Certains jours, la vie semble inexplicable et cruelle. Surtout lorsqu’un être disparaît brutalement, sans qu’on n’ait rien pu faire. Je viens d’apprendre avec effroi le suicide de Sébastien Liautaud, un jeune homme qui portait la parole de victimes d’abus sexuels, au sein du diocèse de Nice. Nous nous connaissions un peu. Il m’avait abordé afin d’échanger en privé quelques idées sur des sujets délicats. Si nos points de vue divergeaient à l’occasion, Sébastien avait cette élégance naturelle qui consiste à accueillir l’objection – avec parfois un certain tempérament – à tout le moins une chance. Cette intelligence du cœur, si rare de nos jours, il avait pu la conserver malgré la terrible plaie qu’il portait en lui. Une blessure ineffable qu’un prêtre lui avait infligée en abusant de l’enfant qu’il était, alors qu’il n’avait que 11 ans, lors d’un voyage à Rome. 

« Pour comprendre le Ciel il faut avoir traversé la Terre et les Enfers »

… avertissait Louis Lavelle dans ses Carnets de guerre en 1915. L’Enfer, Sébastien l’avait subi à un âge où la plupart des enfants ne sont pas encore sortis d’Eden. Il avait vécu l’horreur, avant même d’avoir été informé de ce à quoi elle pouvait ressembler. Son bourreau n’était pas n’importe qui : un homme de Dieu, un maître de confiance qui doit précisément montrer la voie qui mène à l’amour et au Salut. Tel Lucifer, c’est toujours l’Ange d’exception qui trahit le plus violemment, celui par qui le Mal s’exprime à proportion maximale.  

Sébastien Liautaud était l’une des premières victimes à avoir contacté la commission indépendante sur les abus sexuels dans l’Eglise, la CIASE. Notons qu’il n’avait pas renoncé à sa foi, qu’il avait eu la force de la conserver malgré le sentiment terrible de trahison qu’il avait pu éprouver au regard de l’institution ecclésiale. Courageusement, il avait représenté  

son collectif « Libère ta parole » lors de la rencontre nationale des associations de personnes victimes dans l’Église, en octobre 2022. 

Son drame avait rejailli cruellement après la mort de son présumé bourreau, le père Schoepff, suite à un report judiciaire : privé de procès, de Justice, du face à face nécessaire à la construction hypothétique d’un avenir suturé, Sébastien n’aurait plus eu la force d’avancer.

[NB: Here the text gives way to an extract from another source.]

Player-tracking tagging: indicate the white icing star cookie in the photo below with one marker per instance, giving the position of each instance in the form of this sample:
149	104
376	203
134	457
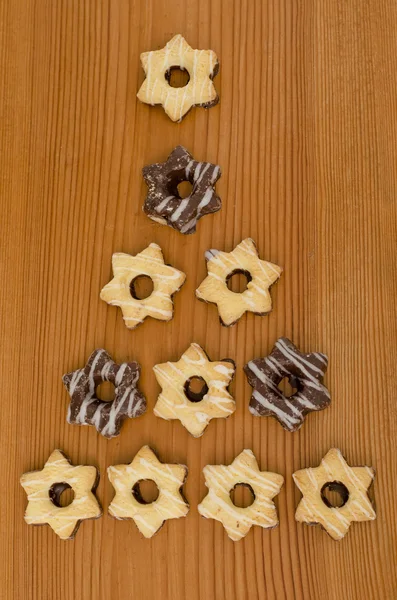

Il s’est donné la mort le 1er mai dernier, vaincu par le silence des institutions, cette fois-ci laïques… On ne saurait mesurer le sentiment d’abandon qu’il a probablement éprouvé les derniers jours de sa vie. Nous ne pouvons rien dire de tout cela. Il n’y a que le silence qui convienne, paradoxalement, alors même que c’est l’absence du « dire » qui a démoli Sébastien, en plongeant son histoire dans le néant social. Comme s’il ne s’était rien passé. Comme si la mort du bourreau effaçait les instruments de la torture. Comme si aucun Saint Thomas n’aurait reconnu la blessure de Sébastien après l’avoir tâtée, sous prétexte que la lame n’était plus là.   

Je n’ai évidemment pas tous les éléments du dossier, mais je m’interroge : comment un prêtre ne peut trouver l’humilité minimale de demander pardon, de reconnaitre publiquement sa faute pour apaiser les souffrances qu’il a causées à ses victimes. Je ne comprends pas qu’une personne qui a répondu à l’appel de Dieu – du Sacerdoce – puisse non seulement commettre l’irréparable, mais persévérer dans le refus de réparer son œuvre. 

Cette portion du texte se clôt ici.